Chana Masala in Fifteen Minutes
This post is totally unplanned and the reason I am sharing it is because I’m sure just like me, at times you all also need a quick dinner fix on busy nights. This is a simpler and lighter version of the traditional dish that includes fresh tomatoes and more spices such as garam masala, green chilies etc. The best part about this recipe is that you have a flavorful vegan dish ready within 15 minutes. It does not require extensive preparation, is delicious and goes equally well with rotis, rice, naan or bread. Feel free to increase the quantity as needed.
Happy Holidays! xx
Ingredients
8 Ounces (Organic) Canned Chickpea, washed and drained
1 Small onion, chopped
1 1/2 Teaspoons Tomato Paste
1/4 Teaspoon Ginger and Garlic Paste
1 Teaspoon Cooking Oil
1/2 Teaspoon Red Chili Powder
1/4 Teaspoon Coriander Powder
1/4 Teaspoon Turmeric Powder
1/4 Teaspoon Cumin Seeds
Lemon Juice and Salt to Taste
Cilantro for Garnish
Process
- Heat oil in a pan and add cumin seeds. Once cumin seeds start to crackle add onions and cook on medium heat for 2-3 minutes or until they become translucent.

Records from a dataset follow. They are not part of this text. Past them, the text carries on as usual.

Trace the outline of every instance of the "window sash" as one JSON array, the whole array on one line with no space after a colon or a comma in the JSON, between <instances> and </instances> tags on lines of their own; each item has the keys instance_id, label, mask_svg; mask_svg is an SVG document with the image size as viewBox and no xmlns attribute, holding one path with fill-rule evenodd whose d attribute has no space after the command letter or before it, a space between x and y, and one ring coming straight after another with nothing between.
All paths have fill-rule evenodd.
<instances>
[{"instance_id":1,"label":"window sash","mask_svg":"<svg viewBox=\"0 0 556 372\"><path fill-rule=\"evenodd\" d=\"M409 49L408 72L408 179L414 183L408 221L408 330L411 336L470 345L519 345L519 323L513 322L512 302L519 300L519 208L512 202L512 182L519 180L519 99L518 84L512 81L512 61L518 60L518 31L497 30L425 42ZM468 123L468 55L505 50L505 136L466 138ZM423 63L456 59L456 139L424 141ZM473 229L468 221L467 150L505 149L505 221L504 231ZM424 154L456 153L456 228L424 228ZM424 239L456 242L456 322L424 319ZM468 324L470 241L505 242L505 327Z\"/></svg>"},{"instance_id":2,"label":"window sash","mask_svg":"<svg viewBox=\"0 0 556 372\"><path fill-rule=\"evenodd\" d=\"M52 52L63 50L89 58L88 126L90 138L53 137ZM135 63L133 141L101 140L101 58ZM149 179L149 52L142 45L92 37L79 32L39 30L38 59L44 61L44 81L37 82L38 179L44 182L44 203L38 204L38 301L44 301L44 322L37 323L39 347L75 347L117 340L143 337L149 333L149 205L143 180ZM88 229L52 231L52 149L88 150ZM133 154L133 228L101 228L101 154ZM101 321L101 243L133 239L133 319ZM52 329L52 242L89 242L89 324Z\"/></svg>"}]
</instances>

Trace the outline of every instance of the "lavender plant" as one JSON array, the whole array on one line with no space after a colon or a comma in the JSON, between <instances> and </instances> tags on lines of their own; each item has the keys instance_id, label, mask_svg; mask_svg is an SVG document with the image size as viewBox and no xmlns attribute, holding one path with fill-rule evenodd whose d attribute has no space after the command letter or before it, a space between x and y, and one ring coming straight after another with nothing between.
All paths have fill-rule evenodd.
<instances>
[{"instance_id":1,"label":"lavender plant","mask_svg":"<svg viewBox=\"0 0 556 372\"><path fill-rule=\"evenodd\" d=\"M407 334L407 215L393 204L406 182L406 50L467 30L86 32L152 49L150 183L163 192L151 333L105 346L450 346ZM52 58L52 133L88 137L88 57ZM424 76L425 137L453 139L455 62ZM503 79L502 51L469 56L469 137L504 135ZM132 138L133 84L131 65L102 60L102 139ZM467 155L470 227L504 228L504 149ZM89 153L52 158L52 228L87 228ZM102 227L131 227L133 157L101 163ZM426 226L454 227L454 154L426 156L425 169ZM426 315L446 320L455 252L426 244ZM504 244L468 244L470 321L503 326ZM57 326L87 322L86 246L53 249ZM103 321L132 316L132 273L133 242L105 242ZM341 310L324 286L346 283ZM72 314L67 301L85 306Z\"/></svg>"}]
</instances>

- Add ginger garlic paste and saute for 30 seconds, followed by tomato paste, salt, chili powder, coriander powder and turmeric powder.
- Cook the mixture on medium-high heat for 2 minutes, until the raw aroma of the spices disappear.
- Add chickpea and mix well, reduce the heat to medium and let everything simmer for 3-4 minutes.
- Add lemon juice and adjust the spices if needed.
- Garnish with cilantro and serve with naan or bread.